Dal mese di febbraio, quando si parla di locazioni turistiche, si parla di Citra e di ciò che questo codice porta. Si tratta del Codice Identificativo Turistico Regionale. La regione liguria aveva già inserito in passato l’obbligo di censire qualsiasi struttura ricettiva quindi anche gli appartamenti ammobiliati uso turistico – A.A.U.T. – poi questo era rimasto solo per le locazioni sotto i 30 giorni”.
“Ora – spiega Rita Ogno, presidente provinciale Fiaip Genova – abbiamo uno strumento più utile per monitorare le presenze turistiche anche negli appartamenti ammobiliati ed un prezioso alleato per combattere l’abusivismo per quanto concerne gli operatori e ridurre il rischio di truffe e raggiri perché al cliente basterà richiedere il codice e verificare che sia tutto in regola su uno specifico portale”.
“La rilevazione statistica delle presenze turistiche anche negli appartamenti ammobiliati ad uso turistico (Aaut), è una svolta decisiva per fermare l’abusivismo in Riviera – spiega Fabio Becchi, presidente provinciale della Fiaip di Savona  – che si manifesta soprattutto in estate. Ora si accendono i riflettori anche sugli appartamenti ammobiliati ad uso turistico”.
E i numeri bastano da soli a rendere l’idea del volume di informazioni che il nuovo provvedimento potrà garantire visto che gli appartamenti censiti sono oltre 34mila in tutta la Liguria.
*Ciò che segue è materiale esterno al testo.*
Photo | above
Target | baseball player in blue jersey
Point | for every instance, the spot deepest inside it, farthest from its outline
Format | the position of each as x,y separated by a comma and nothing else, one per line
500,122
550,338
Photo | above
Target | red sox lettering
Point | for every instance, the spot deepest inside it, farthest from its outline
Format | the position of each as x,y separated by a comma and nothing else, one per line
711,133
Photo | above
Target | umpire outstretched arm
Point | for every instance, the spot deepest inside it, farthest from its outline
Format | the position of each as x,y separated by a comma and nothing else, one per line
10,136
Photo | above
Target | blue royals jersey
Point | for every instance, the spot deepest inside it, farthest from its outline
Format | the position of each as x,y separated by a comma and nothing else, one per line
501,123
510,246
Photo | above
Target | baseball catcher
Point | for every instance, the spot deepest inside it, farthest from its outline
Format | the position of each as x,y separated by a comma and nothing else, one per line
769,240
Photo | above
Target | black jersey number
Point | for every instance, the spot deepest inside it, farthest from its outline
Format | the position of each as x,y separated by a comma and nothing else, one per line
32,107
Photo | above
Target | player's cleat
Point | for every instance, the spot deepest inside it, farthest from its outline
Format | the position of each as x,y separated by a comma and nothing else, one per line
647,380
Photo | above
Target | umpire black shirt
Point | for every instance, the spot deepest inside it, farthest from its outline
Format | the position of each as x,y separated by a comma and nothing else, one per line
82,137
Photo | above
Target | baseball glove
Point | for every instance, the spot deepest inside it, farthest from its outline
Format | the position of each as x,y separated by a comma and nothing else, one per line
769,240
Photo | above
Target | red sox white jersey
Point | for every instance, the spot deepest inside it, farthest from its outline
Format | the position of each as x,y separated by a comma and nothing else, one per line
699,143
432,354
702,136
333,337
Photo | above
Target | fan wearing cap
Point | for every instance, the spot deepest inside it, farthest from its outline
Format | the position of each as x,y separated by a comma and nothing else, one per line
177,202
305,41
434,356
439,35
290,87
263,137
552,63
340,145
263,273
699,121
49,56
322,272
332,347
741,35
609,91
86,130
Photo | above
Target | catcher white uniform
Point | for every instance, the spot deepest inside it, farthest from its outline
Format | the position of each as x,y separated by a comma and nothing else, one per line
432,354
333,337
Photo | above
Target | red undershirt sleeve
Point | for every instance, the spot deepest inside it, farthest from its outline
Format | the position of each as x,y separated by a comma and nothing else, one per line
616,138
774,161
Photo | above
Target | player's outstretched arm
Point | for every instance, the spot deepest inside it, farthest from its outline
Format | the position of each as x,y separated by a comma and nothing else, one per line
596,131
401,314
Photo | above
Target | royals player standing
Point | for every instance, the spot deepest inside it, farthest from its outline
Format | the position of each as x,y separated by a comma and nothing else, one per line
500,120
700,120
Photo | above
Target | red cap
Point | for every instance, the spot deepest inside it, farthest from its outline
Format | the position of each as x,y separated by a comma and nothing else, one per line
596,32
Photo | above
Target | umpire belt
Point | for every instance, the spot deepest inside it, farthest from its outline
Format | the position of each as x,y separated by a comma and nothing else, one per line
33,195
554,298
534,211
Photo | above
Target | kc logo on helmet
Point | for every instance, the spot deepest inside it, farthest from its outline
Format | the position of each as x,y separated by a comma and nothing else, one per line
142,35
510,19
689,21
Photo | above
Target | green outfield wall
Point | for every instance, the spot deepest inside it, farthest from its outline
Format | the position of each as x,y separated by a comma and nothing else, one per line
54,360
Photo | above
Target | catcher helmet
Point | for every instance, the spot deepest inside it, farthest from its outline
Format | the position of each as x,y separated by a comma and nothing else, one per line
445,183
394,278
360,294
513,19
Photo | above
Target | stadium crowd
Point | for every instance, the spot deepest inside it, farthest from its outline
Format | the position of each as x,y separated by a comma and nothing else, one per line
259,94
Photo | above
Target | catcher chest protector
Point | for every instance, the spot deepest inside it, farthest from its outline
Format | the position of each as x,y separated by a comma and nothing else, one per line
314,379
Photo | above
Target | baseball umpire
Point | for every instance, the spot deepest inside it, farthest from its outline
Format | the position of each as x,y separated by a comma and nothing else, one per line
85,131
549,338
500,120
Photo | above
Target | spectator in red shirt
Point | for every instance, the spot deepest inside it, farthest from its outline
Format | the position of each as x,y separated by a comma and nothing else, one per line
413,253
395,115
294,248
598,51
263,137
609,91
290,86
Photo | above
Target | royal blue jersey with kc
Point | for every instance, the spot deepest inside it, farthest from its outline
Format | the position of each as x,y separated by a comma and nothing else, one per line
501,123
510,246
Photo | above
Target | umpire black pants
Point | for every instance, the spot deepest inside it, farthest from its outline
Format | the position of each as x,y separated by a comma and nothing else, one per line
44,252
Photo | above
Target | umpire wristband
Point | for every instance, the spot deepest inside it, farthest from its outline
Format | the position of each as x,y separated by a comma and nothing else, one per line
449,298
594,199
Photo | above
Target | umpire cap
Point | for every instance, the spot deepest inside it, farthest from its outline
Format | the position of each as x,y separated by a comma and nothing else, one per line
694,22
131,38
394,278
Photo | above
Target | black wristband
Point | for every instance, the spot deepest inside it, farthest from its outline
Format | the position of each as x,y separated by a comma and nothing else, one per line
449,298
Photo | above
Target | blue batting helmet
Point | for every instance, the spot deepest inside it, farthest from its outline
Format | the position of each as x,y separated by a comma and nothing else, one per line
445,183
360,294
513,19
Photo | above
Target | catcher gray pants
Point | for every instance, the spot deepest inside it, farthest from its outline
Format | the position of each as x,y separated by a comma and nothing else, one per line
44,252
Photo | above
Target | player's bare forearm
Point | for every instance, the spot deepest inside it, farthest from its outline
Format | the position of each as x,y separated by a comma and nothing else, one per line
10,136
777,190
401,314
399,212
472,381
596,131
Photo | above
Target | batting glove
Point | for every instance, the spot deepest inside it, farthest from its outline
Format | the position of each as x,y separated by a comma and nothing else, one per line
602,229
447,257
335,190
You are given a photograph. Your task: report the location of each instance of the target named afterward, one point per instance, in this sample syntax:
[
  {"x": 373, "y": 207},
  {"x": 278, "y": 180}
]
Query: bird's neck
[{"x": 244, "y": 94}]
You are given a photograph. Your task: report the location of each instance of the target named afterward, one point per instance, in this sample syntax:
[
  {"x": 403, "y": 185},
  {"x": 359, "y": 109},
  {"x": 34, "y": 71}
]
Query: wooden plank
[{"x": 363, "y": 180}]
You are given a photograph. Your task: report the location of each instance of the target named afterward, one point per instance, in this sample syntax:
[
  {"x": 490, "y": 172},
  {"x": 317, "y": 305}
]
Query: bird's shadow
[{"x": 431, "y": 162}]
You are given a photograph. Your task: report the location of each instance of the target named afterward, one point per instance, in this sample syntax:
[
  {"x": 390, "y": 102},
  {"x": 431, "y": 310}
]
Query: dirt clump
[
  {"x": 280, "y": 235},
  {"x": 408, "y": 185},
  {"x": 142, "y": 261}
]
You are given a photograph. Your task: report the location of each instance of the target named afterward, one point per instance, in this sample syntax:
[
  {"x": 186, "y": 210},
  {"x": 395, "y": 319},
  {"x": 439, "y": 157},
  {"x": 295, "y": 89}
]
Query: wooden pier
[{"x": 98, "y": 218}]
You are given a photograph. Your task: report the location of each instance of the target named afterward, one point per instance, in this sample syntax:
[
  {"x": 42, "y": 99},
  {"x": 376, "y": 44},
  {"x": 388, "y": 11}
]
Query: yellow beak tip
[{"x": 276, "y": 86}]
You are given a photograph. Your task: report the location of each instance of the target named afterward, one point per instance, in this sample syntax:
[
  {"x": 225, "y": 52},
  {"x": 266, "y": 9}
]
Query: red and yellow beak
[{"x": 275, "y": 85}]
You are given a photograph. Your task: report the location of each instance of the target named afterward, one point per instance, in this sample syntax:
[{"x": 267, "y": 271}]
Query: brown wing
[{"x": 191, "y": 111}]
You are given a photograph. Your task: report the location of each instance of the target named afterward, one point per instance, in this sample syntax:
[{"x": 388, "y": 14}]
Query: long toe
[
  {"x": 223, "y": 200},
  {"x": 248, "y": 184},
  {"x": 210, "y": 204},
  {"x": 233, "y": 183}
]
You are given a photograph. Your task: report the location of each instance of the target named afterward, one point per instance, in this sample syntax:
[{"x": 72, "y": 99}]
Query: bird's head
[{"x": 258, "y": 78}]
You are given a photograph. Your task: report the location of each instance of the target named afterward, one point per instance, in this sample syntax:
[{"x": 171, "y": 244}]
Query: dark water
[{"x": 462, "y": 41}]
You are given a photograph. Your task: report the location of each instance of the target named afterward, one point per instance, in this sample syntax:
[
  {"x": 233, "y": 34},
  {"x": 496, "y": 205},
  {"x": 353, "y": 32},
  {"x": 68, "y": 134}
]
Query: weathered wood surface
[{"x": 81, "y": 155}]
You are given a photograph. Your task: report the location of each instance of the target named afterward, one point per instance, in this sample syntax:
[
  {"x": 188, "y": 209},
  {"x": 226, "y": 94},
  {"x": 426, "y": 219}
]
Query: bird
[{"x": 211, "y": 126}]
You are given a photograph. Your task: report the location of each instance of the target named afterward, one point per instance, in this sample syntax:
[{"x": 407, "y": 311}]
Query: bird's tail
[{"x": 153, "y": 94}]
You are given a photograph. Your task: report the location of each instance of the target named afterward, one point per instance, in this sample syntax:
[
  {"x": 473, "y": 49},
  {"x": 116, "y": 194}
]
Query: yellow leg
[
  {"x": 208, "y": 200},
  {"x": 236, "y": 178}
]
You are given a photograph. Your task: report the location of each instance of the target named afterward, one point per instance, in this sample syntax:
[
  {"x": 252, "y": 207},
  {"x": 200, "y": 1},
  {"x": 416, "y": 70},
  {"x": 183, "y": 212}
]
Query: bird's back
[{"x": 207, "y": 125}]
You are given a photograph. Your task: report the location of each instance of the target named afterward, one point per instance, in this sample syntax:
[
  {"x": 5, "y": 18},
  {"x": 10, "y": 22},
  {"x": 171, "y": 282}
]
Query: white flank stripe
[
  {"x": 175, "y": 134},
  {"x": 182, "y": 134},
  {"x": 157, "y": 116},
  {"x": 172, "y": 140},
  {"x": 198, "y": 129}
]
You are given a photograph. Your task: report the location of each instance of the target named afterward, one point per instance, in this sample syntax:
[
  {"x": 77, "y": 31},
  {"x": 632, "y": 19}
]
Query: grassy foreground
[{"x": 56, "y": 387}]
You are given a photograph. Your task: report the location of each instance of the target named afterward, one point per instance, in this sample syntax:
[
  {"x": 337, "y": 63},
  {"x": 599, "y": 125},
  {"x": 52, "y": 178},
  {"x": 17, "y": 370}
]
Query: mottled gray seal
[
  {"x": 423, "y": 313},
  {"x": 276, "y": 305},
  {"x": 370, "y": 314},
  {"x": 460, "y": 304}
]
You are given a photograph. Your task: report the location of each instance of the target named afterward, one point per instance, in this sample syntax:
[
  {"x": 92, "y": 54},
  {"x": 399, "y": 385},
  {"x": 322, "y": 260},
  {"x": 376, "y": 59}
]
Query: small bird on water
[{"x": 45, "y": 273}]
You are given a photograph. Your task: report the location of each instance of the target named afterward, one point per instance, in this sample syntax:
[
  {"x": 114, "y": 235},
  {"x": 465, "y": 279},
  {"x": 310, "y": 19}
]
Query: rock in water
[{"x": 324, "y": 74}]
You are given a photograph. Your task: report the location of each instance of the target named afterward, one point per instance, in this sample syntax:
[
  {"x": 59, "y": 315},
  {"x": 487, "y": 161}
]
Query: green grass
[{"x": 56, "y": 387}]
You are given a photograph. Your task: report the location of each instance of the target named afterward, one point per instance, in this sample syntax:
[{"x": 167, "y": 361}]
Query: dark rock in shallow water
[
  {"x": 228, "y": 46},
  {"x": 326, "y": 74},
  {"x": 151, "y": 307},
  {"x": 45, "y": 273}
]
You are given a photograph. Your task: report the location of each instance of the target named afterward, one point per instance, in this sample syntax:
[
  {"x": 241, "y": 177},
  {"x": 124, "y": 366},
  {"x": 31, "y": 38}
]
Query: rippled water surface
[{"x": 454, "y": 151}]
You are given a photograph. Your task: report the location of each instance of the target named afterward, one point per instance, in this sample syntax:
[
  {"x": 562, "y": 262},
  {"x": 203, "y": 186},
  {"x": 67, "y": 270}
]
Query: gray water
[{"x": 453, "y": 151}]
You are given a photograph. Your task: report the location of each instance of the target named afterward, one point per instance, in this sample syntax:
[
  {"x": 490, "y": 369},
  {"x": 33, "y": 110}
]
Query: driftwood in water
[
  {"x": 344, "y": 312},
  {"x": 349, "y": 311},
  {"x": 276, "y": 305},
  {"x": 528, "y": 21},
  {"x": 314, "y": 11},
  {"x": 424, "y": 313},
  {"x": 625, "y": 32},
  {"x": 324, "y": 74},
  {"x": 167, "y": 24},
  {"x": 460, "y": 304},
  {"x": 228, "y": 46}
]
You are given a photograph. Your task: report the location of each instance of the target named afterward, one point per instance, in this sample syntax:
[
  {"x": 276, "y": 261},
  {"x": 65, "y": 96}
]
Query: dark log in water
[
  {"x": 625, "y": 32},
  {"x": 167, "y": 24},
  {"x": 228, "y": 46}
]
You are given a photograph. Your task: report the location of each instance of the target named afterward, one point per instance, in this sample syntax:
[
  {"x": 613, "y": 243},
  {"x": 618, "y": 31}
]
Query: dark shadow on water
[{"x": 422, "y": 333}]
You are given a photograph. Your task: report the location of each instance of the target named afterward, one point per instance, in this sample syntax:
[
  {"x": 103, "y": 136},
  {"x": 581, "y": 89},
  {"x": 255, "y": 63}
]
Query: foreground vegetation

Le attività, come ha reso noto la Regione, saranno organizzate per fasi: si partirà da un gruppo di Comuni campione (Alassio, Levanto, Rapallo e Sanremo) per giungere a regime entro il 2025. Saranno gli uffici di piazza De Ferrari che contatteranno di volta in volta i locatori degli appartamenti interessati per accompagnarli al corretto svolgimento degli adempimenti.
“Come Federazione – spiega Davide Perrera, presidente provinciale Fiaip Imperia – anche a livello provinciale appoggiamo l’ estensione dell’ obbligo di registrazione e di rilascio del codice CIN a livello nazionale così come già previsto a livello regionale ligure (con il nostro codice Città). Questo allargamento dell’ obbligo a livello nazionale è utile anche per portare a conoscenza anche a molti proprietari di appartamenti presenti in provincia ma residenti in altre regioni che non erano al corrente della normativa regionale (o la trascuravano). Quindi è positivo far emergere strutture che ospitano turisti e adeguare le caratteristiche al livello della richiesta del mercato, con gli adeguamenti necessari ed alcuni resi appunto obbligatori come la nuova normativa sulla sicurezza con presenza di estintori e rilevatori di fumi e gas. Bene anche l’obbligo di esporre la targhetta con il codice all’ esterno dello stabile dove è presente l’appartamento che ospita i turisti”.
Accolta con entusiasmo anche nello spezzino – anche se al momento la sperimentazione non vi arriva – la decisione della Regione Liguria.
“Una buona iniziativa della Regione Liguria – conferma Valeria Ricci, presidente provincale Fiaip La Spezia – vista la costante crescita delle abitazioni ad uso turistico e visto che i proprietari negli ultimi anni hanno dirottato l’uso degli immobili verso questa formula anziché la classica locazione per effetto della enorme crescita della domanda turistica su La Spezia per via delle 5Terre sempre e più attrattive come meta o tappa di turisti italiani e stranieri”.